Adam Eyre-Walker from the University of Sussex and Nina Stoletzki examine post-publication peer review in PLOS Biology. Drawing on two datasets — one from the Wellcome Trust and the other from F1000 — of researchers' ratings of published work, they find that researchers appear to be swayed in their assessment by the impact factor of the journal in which the study appears. Further, Eyre-Walker and Stoletzki note that, after controlling for that bias, there is only a weak correlation between assessors' score of the same paper and between assessor scores and the number of citations. They argue that researchers are "poor at judging scientific merit and the likely impact of a paper."

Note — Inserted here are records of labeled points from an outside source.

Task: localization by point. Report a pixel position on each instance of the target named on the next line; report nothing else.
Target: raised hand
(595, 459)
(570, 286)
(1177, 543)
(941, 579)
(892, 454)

The University of California, San Diego School of Medicine's Michael Matthias and his colleagues present their study of virulence genes Leptospira interrogans in PLOS Neglected Tropical Diseases. Matthias and his team compared the genomes of the culture-attenuated Leptospira interrogans serovar Lai strain 56601 with its virulent, isogenic parent, finding 11 variants possibly linked to virulence. One, in a non-membrane bound putative adenylate/guanylate cyclase, elevates host cell cAMP. "Manipulation of intracellular cAMP levels in immune cells may be an important means of attenuating host responses to infection, an enticing hypothesis given the up-regulation of this gene upon leptospiral entry into the bloodstream observed in this study," Matthias and his colleagues add.

TgsGP, a Trypanosoma brucei gambiense-specific gene, is essential for the parasite to survive the trypanolytic factors found in human serum, researchers from the University of Glasgow and the University of Georgia report in PLOS Pathogens. Deletion of the gene renders T. b. gambiense susceptible to those factors, however, transfecting that gene into T. b. brucei did not make that parasite resistant to human serum.

"Elucidation of a gene essential to human serum resistance in group 1 T. b gambiense unlocks new avenues for future treatment of human African sleeping sickness," the researchers write. "These include peptide screens that neutralise the TgsGP protein, targeted antibodies or the possibility of using TgsGP as a vaccine candidate, as expression is required for parasite survival in humans."